A few years ago, a gluten-free diet suddenly became very popular. From the books it appeared that gluten was the cause of many different complaints. From complaints such as diarrhea and a feeling of swelling to many other complaints and illnesses. In America even the book “Grain Brain” by David Perlmutter was published, a book which was published in the Netherlands under the name “The Danger of Gluten”. In this book, the link is made between gluten and the development of dementia.
Gluten and health
For some people, gluten is clearly unhealthy. They have celiac disease or gluten intolerance. (Also see thuisarts.nl.) These people should therefore avoid grain products that contain gluten, such as bread, pasta and cookies. A few years ago, however, the theory emerged that gluten is bad for everyone. Our bodies were not designed to process gluten.

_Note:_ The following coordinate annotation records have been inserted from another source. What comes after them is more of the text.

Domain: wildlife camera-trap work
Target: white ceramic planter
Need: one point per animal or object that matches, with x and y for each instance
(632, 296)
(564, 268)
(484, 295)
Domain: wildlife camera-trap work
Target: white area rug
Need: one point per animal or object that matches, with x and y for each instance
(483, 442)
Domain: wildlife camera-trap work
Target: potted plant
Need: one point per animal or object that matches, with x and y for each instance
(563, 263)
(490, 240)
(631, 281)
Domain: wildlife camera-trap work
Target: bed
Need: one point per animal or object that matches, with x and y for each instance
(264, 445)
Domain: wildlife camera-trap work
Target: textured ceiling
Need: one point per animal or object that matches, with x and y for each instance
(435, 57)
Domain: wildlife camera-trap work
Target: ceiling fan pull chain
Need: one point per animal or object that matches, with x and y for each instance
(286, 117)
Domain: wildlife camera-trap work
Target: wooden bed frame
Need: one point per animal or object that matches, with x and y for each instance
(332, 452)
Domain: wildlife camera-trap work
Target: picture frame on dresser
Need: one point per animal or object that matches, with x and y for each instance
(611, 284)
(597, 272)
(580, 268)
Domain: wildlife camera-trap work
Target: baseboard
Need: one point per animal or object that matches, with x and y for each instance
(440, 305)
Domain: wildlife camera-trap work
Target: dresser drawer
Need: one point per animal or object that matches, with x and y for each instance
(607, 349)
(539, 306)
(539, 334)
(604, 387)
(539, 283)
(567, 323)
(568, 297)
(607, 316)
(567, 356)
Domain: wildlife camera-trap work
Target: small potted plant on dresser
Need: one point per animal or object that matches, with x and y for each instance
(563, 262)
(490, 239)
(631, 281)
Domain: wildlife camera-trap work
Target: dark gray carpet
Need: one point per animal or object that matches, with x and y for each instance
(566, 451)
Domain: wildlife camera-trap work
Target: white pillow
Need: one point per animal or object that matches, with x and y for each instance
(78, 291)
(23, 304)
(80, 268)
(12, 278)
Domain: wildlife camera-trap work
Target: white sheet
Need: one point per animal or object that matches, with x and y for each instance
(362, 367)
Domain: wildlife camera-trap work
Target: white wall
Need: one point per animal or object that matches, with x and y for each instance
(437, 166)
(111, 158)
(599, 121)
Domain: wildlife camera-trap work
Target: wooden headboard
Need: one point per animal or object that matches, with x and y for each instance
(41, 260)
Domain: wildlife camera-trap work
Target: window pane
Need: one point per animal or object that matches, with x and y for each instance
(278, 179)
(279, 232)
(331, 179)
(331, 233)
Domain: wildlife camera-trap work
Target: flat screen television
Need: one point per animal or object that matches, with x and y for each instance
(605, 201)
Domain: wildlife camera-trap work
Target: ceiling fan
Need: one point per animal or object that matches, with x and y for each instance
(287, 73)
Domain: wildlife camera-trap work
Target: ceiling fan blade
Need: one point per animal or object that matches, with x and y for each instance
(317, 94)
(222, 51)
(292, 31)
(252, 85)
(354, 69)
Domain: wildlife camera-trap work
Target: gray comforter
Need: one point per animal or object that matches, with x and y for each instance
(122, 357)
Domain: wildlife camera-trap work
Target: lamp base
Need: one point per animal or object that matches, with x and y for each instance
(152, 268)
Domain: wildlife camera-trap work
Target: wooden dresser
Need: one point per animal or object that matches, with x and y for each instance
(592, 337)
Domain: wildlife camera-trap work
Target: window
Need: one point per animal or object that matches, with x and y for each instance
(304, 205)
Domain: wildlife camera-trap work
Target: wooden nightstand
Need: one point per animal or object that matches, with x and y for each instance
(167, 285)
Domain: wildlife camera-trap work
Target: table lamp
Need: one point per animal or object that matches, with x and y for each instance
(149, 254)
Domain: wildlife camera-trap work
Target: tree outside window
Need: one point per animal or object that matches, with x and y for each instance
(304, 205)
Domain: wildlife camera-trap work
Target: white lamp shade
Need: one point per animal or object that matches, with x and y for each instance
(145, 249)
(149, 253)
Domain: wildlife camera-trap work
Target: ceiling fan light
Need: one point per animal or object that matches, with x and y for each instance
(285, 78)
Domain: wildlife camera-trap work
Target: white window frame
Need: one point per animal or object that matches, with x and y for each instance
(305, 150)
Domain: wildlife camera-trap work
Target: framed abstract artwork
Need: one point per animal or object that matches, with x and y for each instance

Gluten and dementia research
When the theory first emerged a decade ago that gluten can also cause dementia, it was hard to disprove. It seemed highly unlikely for many different reasons, but it lacked solid scientific evidence. Scientific research takes years and those concerned would like an answer – today. A number of important studies have already been carried out.
- A 2015 Swedish study compared 8,800 people with celiac disease (in short, people who have been on a gluten-free diet for years) and over 43,000 people without celiac disease. Researchers found no difference in dementia risk between these groups
- A 2021 US study of more than 13,000 women without celiac disease but with large differences in gluten intake also found no difference in dementia cases between people with the highest gluten intake and the last.
The grain contains many healthy substances
Cereals with gluten are Nutrition Center “A source of carbohydrates, protein, fiber, iron, vitamin B1 and folic acid. Bread is also an important source of iodine. So it’s unwise to just start a gluten-free diet, experts say. The risk of having a nutrient deficiency is high. This effect is so large that the researchers in the Swedish study above actually feared that people with celiac disease were at a higher risk of dementia. Fortunately, this turned out to be wrong. With good guidance, a diet can be worked out in which people with celiac disease also receive all important nutrients.
A theory arises easily, but often difficult to refute. A smart businessman can easily benefit from this. After all, it takes years before science can refute your claims. The author of the book we mentioned above, Dr. David Perlmutter, made a lot of money selling books and supplements up to and including an $ 8,500 “brain detox retreat”. So now that the gluten hype is over? No problem. Then a smart businessman just advises something else. His latest book is already full of new tips!